PREDICTIVE VALUE OF GLYCEMIC CONTROL, ANGIOGENIC FACTORS, AND MARKERS OF ENDOTHELIAL DYSFUNCTION IN PATIENTS WITH SECONDARY NEOVASCULAR GLAUCOMA FOR ASSESSING LONG-TERM OUTCOMES OF ANTI-VEGF THERAPY
DOI:
https://doi.org/10.32782/2411-9164.23.2-8Keywords:
neovascular glaucoma, VEGF, von Willebrand factor, HbA1c, aflibercept, endothelial dysfunctionAbstract
Secondary neovascular glaucoma is a severe complication of ischemic retinal diseases, frequently associated with diabetes mellitus and driven by pathological angiogenesis. The effectiveness of anti-VEGF therapy in these patients is strongly influenced by systemic metabolic and vascular factors.

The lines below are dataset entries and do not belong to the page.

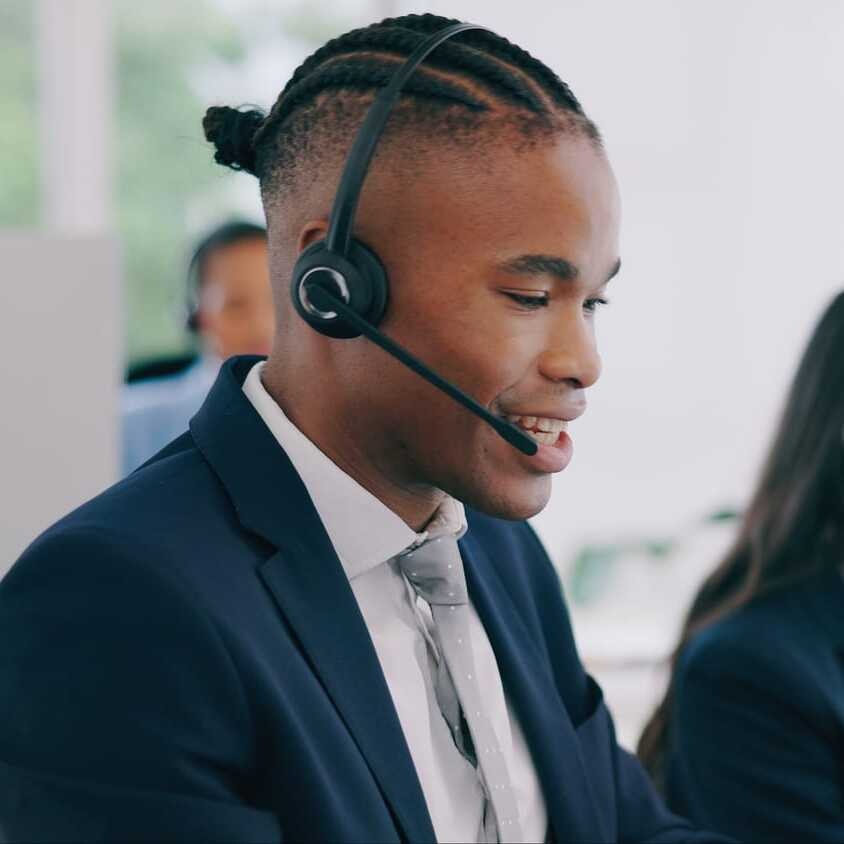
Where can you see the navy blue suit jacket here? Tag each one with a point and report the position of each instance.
(757, 730)
(183, 658)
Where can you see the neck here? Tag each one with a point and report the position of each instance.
(358, 451)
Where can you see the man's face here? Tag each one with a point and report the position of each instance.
(235, 302)
(496, 270)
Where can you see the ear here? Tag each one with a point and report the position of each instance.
(311, 232)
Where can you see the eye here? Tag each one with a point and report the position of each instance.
(592, 305)
(531, 301)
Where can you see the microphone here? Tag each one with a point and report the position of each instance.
(325, 301)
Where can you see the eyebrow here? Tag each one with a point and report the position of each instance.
(549, 265)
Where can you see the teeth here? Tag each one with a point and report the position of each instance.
(548, 430)
(544, 437)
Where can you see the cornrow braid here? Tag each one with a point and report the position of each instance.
(460, 83)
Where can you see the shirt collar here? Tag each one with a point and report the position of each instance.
(363, 530)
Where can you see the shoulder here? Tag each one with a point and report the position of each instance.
(771, 649)
(504, 540)
(155, 524)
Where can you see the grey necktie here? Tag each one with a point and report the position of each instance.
(435, 570)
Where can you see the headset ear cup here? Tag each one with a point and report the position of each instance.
(361, 274)
(371, 270)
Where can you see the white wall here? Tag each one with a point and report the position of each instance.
(724, 121)
(725, 124)
(60, 362)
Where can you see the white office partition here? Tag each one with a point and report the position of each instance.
(60, 354)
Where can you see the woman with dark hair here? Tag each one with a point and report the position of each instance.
(749, 739)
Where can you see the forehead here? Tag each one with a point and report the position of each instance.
(556, 197)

This study aims to identify biomarkers that can predict long-term treatment outcomes. Aim. To evaluate the predictive value of glycemic control, angiogenic factors (VEGF), and endothelial dysfunction markers (von Willebrand factor) for long-term outcomes of anti-VEGF therapy in patients with secondary neovascular glaucoma (NVG) associated with diabetes mellitus. Materials and Methods. A prospective cohort study (2023–2025) included 60 patients with proliferative diabetic retinopathy and NVG. Serum VEGF dynamics, vWF antigen and activity, and annual mean HbA1c were assessed in relation to treatment response to aflibercept. Blood samples were collected at baseline, one month after the third injection, and at one year. Statistical assessment included ROC analysis, correlation analysis, logistic regression, and Kaplan–Meier survival curves. Results. Higher HbA1c and vWF levels were significantly associated with reduced duration of anti-VEGF efficacy and increased need for additional injections (r = 0.60–0.68; p < 0.05). In patients with HbA1c < 7.5%, VEGF suppression was sustained for one year, whereas those with HbA1c > 8.5% demonstrated VEGF rebound and recurrent neovascularization. Baseline VEGF was a strong predictor of recurrence (AUC ROC ≈ 0.81). Patients with vWF:Ag > 160% had a 2.1-fold higher recurrence risk and significantly poorer recurrence-free survival. Conclusions. Glycemic control and endothelial dysfunction markers are important predictors of anti-VEGF treatment response in NVG. Combined assessment of HbA1c, VEGF, and vWF enhances prediction accuracy for neovascular recurrence and supports individualized treatment strategies.